Her concern became even more personal after her good friend, actor Rock Hudson, publicly announced that he had AIDS in 1985. "I thought, 'I am going to do everything in my living power to get at this disease and kill it by its throat,'" she also told Larry King in 2007 about witnessing Hudson's frail state.

Michael Gottlieb, Hudson's doctor, recalled a moment when he brought Taylor in to visit Hudson in the hospital shortly before his death. "Before I took her into his room, she asked the same questions everyone did about contagiousness: Is it safe to touch and kiss? No one was very clear about AIDS then. I reassured her that normal contact was all right, and we went inside. She kissed his cheek, hugged him, and sat on the bed."

She suffered many health complications

According to biographer Kate Andersen Brower, Elizabeth Taylor's health problems began as early as her 1944 appearance in "National Velvet" when she started suffering from back problems due to scoliosis and falling off a horse while filming. In 1961, she almost died of pneumonia while filming "Cleopatra" and underwent an emergency tracheotomy to save her life. She later famously appeared to accept her Oscar for "Butterfield 8" with a bandage over her scar.

Other health problems the star faced included an appendix removal, a benign brain tumor, skin cancer, a hysterectomy, and three hip replacements. For the last 10 years of her life, Taylor remained mostly wheelchair-bound, and she rarely left the house. However, in 2005, she managed to get up from her wheelchair and walk to the cameras while attending a party hosted by Elton John, effectively proving to fans that she was "still alive."

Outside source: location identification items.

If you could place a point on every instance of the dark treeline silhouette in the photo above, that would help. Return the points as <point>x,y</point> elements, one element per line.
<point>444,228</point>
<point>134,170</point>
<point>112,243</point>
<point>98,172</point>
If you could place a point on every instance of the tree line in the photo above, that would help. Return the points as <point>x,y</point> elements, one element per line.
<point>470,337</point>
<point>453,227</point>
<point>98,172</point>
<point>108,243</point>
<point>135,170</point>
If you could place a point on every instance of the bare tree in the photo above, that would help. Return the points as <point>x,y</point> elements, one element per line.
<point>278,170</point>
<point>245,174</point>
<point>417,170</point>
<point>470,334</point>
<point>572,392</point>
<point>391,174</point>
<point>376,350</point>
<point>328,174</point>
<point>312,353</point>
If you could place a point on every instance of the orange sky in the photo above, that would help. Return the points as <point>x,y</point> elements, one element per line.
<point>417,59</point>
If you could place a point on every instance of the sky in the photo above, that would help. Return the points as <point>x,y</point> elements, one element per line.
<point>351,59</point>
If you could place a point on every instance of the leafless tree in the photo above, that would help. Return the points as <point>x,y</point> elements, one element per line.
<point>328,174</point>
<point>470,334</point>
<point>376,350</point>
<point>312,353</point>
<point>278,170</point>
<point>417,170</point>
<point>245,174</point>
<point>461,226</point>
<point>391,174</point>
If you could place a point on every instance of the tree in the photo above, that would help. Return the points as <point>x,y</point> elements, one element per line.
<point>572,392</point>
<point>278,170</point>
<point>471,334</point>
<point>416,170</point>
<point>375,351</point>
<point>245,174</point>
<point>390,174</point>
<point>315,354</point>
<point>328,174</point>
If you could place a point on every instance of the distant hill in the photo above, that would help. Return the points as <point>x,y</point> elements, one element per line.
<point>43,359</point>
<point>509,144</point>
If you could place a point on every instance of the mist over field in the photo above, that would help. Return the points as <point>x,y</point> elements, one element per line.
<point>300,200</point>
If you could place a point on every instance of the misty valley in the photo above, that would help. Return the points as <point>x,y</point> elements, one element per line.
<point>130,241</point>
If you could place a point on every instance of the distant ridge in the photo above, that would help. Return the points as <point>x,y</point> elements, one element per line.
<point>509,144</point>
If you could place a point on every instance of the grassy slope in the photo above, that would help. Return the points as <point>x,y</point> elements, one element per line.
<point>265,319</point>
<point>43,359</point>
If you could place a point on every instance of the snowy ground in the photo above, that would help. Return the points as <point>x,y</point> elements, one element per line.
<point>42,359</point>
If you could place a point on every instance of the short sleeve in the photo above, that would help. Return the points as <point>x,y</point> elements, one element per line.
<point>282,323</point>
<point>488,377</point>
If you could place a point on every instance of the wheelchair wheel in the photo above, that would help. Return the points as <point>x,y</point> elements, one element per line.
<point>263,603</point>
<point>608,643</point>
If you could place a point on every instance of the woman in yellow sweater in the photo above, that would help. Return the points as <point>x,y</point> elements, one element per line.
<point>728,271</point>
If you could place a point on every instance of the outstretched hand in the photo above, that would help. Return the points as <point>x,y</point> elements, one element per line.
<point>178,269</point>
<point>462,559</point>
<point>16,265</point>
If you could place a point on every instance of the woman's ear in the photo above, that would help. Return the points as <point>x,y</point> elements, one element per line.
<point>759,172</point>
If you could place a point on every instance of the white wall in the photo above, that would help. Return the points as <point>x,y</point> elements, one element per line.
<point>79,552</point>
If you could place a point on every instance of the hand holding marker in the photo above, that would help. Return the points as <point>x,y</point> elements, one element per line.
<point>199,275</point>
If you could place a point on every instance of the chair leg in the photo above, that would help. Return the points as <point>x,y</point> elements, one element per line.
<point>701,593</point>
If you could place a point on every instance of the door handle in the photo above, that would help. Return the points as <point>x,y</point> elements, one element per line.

She wanted to be late to her own funeral

Elizabeth Taylor died of congestive heart failure on March 23, 2011, at the age of 79. She began suffering complications from the heart condition in 2004, experiencing side effects like fatigue and shortness of breath, and the star ultimately spent six weeks in the Cedars-Sinai Medical Center hospital in Los Angeles before her passing.

At the time, her publicist told CNN, "Though she had recently suffered a number of complications, her condition had stabilized and it was hoped that she would be able to return home. Sadly, this was not to be."

Taylor's funeral was held the day after her death in a small, private ceremony attended by close friends and family. Throughout her life, the star had earned a reputation for rarely being on time. Her sense of humor still persisted after her death, and per her request, the service started at 2:15 pm instead of the scheduled 2:00 pm, as she wanted to be late to her own funeral.